Philippine Daily Inquirer First Posted 23:59:00 05/14/2008
President Gloria Macapagal-Arroyo called it “a historic moment in our constitutional democracy.” The proverbial jury may still be out on the history-shaping part, but the formation on Tuesday of the Judiciary, Executive and Legislative Advisory and Consultative Council, or JELAC, is certainly a first in our history. It is the first time that justices of the Supreme Court will work together on national policy with the highest officials of the political branches of government.
President Arroyo lauded “the agreement institutionalizing consultation, cooperation and coordination in pursuit of the rule of law and the advancement of our nation.” But Chief Justice Reynato Puno was right to strike a more circumspect note.
He told reporters he had initial reservations about the JELAC but these reservations had been addressed. “We look at the structure of the JELAC, we look at its ends and purposes, and it’s quite clear it shall operate within the context and constraints of the Constitution, meaning the doctrine of separation of powers and the doctrine of checks and balances,” Puno said after the signing of the Memorandum of Agreement.
The JELAC council has nine members. Three from the Executive: the President, the Vice President, and a Cabinet member. Four from the Legislative: the Senate President, the Speaker of the House, a senator and a congressman. And two from the judiciary: the Chief Justice and another justice of the Supreme Court. Patterned after the LEDAC, the Legislative-Executive Development and Advisory Council that the Fidel Ramos administration used to marked effect in the 1990s and which the Arroyo administration seems to have rediscovered only recently, JELAC is meant to fast-track the reform of our institutions of justice.
In President Arroyo’s expansive words, at the signing of the Memorandum of Agreement: “We envision JELAC to be the venue where representatives of the three branches can identify issues pertaining to the primacy of the rule of law and formulate and undertake solutions to strengthen due process and the institutions of justice, and implement our laws better for the betterment of every Filipino.”
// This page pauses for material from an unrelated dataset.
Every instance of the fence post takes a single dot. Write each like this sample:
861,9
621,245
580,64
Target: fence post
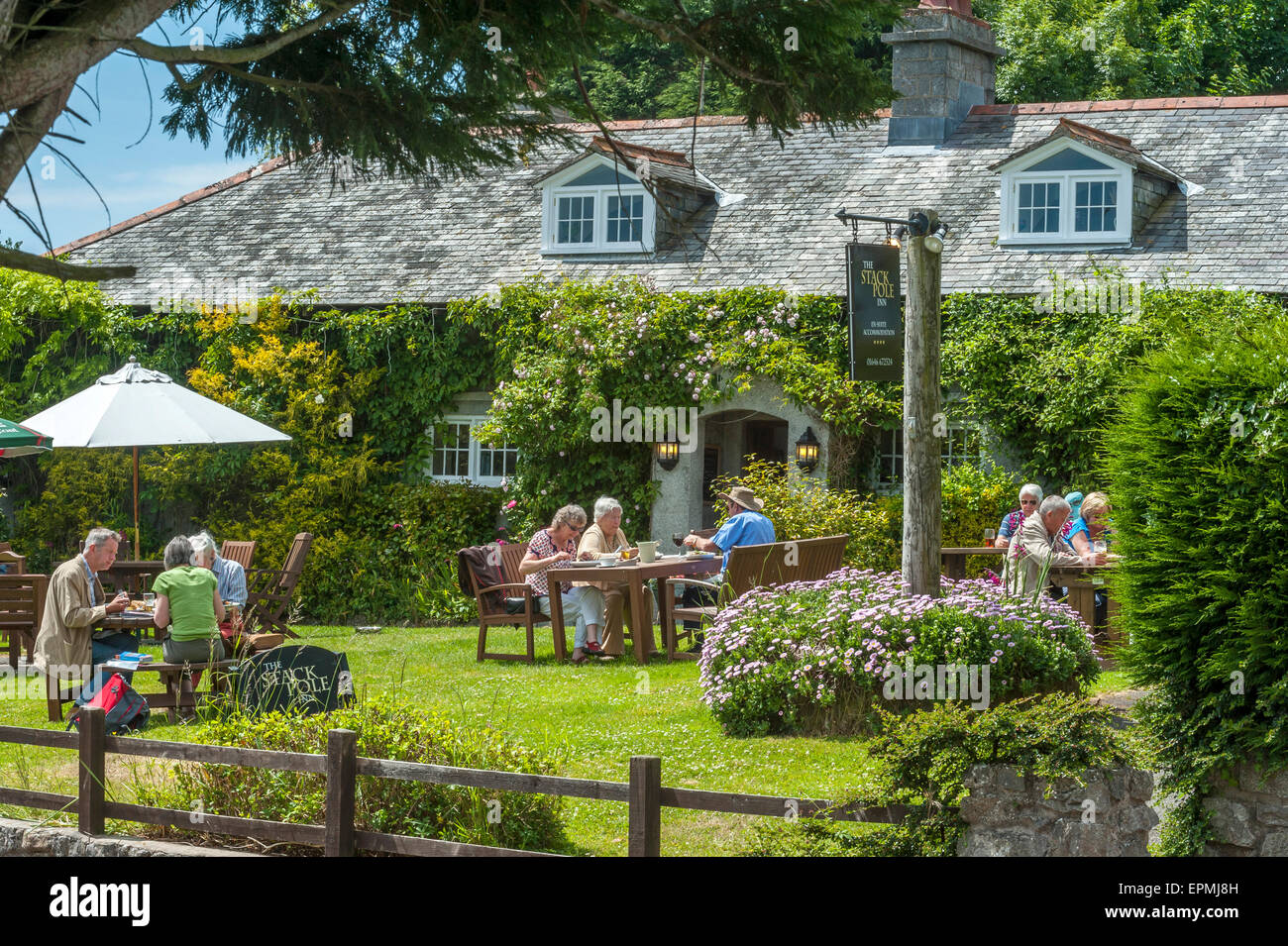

This vision may strike many as deeply ironic. Not only its critics have taken the Arroyo administration to task for its controversial record in strengthening due process and the institutions of justice; to cite only the first example that comes to mind, the United Nations Special Rapporteur on extrajudicial killings, Philip Alston, invited by the administration itself, reported some very troubling findings. Indeed, it was the tsunami of political killings and politically motivated disappearances that led to the unprecedented “national consultative summit” called by the Supreme Court last year, which in turn led to the suggestion that a regular meeting of the top officials of all three branches of government—in other words, a JELAC—be convened.
Now that it’s up and about, what must it do? We agree with Sen. Francis Pangilinan, the motive force behind the JELAC idea, in that emphasis must be laid on increasing the budget of the judiciary.
The third co-equal branch of government operates on a budget of P8.4 billion—a mere 0.8 percent of the government’s trillion-peso budget.
“So in principle we have agreed to work on an increase of 20 percent so that at least one percent of the entire national budget will go to the judiciary,” Pangilinan said. The senator’s math is a little shaky (he means increase the current budget of the judiciary by 25 percent; that will raise the amount to “at least one percent” of the total national budget), but he is on to something.
The judiciary needs to attract the best lawyers. While the overall pay for judges has increased considerably in the last few years, more can be done. Also, many judicial posts remain vacant; many among the rank and file of the judiciary need what human resource managers call career-pathing; many court personnel continue to want for greater protection; many courtrooms continue to project an air of official squalor. And so on and so forth.
Indeed, considering all the reforms that must be undertaken to strengthen the country’s courts—even against the encroachments of the ever more aggressive Executive—perhaps the first thing to do is to actually double the judiciary’s budget.